Two Audiences, Two Problems
Here’s where the picture gets complicated.
I’ve written about agentic commerce — the rise of AI agents that shop on behalf of consumers. In that world, brand meaning gets compressed into data points: specifications, reviews, return rates. The agent doesn’t care about your brand story. It cares about signals that can be quantified and compared.
But not every interaction is agent-mediated. Not yet. And the interactions that remain human — the moments when an actual person encounters your content, your marketing, your communication — those moments are becoming higher-stakes precisely because they’re rarer.
Think about it this way: if a third of your future customers will delegate purchasing to AI agents, those agents will evaluate you on operational trustworthiness. But the other two-thirds? The ones still making their own decisions? They’re drowning in AI slop. They’re developing finely-tuned BS detectors. They’re craving something that feels real.
The brands that win will need to do both: be operationally trustworthy enough to satisfy the algorithms and be authentically human enough to connect with the people who haven’t outsourced their decisions yet.
The Employee Advantage
This is where employee advocacy becomes strategic, not just tactical.
I wrote recently about why authentic employee voices matter — how content shared by employees receives eight times the engagement of corporate channels, how leads from employee advocacy convert at seven times the rate. The Edelman data showing employees are more trusted than CEOs.

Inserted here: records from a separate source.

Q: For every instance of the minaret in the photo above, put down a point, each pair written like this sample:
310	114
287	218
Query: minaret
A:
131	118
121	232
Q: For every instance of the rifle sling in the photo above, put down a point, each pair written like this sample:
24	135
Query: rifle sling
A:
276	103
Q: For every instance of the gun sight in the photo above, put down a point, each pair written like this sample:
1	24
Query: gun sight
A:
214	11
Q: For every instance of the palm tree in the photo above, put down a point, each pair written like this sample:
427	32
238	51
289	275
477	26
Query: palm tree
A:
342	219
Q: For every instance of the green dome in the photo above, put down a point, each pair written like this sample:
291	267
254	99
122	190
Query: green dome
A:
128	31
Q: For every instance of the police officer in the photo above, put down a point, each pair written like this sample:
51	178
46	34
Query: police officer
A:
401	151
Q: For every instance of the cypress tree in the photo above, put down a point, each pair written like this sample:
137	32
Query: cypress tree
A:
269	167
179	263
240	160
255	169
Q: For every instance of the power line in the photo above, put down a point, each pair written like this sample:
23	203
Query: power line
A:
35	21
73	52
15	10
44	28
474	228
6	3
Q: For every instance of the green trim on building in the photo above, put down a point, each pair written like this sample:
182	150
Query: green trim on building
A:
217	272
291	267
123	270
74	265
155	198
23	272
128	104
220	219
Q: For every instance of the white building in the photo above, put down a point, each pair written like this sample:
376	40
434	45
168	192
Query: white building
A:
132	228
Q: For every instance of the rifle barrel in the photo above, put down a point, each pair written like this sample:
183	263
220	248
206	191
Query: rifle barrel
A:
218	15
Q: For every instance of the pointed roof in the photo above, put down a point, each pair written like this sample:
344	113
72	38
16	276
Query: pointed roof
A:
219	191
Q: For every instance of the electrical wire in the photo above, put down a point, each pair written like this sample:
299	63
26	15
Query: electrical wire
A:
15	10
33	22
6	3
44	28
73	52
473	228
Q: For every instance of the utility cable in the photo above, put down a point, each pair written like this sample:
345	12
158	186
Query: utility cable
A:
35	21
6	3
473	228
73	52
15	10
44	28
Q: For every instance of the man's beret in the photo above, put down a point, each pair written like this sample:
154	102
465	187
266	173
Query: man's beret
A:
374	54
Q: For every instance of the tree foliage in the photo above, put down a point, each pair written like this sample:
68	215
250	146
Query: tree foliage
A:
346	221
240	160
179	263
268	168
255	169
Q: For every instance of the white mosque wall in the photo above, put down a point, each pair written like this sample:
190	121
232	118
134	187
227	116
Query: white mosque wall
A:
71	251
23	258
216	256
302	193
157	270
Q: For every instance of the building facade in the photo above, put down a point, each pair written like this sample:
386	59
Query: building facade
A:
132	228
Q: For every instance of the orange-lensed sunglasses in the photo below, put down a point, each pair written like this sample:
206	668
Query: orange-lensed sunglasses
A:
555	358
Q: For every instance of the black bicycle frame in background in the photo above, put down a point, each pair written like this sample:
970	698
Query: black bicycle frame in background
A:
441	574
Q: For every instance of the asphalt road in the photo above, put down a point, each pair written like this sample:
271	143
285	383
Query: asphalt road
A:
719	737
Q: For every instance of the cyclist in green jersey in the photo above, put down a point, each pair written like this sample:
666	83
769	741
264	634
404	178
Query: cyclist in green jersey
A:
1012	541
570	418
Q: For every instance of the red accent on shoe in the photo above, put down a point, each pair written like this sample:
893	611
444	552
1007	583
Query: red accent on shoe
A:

In an AI-slop environment, that advantage compounds. An employee sharing what they’re genuinely working on doesn’t look like AI content. It can’t look like AI content, because it’s specific, situated, human in its imperfections. The engineer explaining a technical challenge. The designer sharing a decision that took three iterations. The customer success manager celebrating a real win.
These aren’t content strategies. They’re proof of life.
The brands that have been investing in genuine employee voices — not the cargo-cult version with pre-written LinkedIn posts, but the real version where people are supported in building their own professional presence — those brands have a structural advantage in the authenticity economy. They have humans willing to be publicly human.
What This Means in Practice
I’m not arguing that AI has no place in marketing. That would be naive. The tools are too powerful, the efficiency gains too real.
But I am arguing that the question has shifted. It’s no longer “can AI do this?” It’s “does AI-created content undermine the very thing this moment is supposed to accomplish?”
Product descriptions? Sure. Holiday campaigns meant to stir genuine emotion? Probably not.
Data analysis? Absolutely. Thought leadership meant to demonstrate hard-won expertise? Dangerous territory.
Backend operations? Go for it. Customer-facing moments that depend on trust? Proceed with extreme caution.
The irony is thick. The more sophisticated AI becomes at mimicking us, the more valuable authentic human imperfection becomes. The better machines get at producing content, the more we crave what they can’t replicate.
The Moat Extends
Trust is still the moat. That hasn’t changed. But authenticity is how trust gets signaled in a world where everything can be faked.
Your imperfect founder video. Your employees’ unpolished perspectives. Your willingness to say something that couldn’t have been written by a committee or generated by a model. These aren’t liabilities to be managed. They’re assets that appreciate as the median keeps rising.
For years, we talked about differentiation through brand, through product, through price. Now add another layer: differentiation through humanity.
Not as a marketing claim. As an operational reality. The accumulated evidence of real people doing real work, made visible.
The premium is real. And it’s just getting started.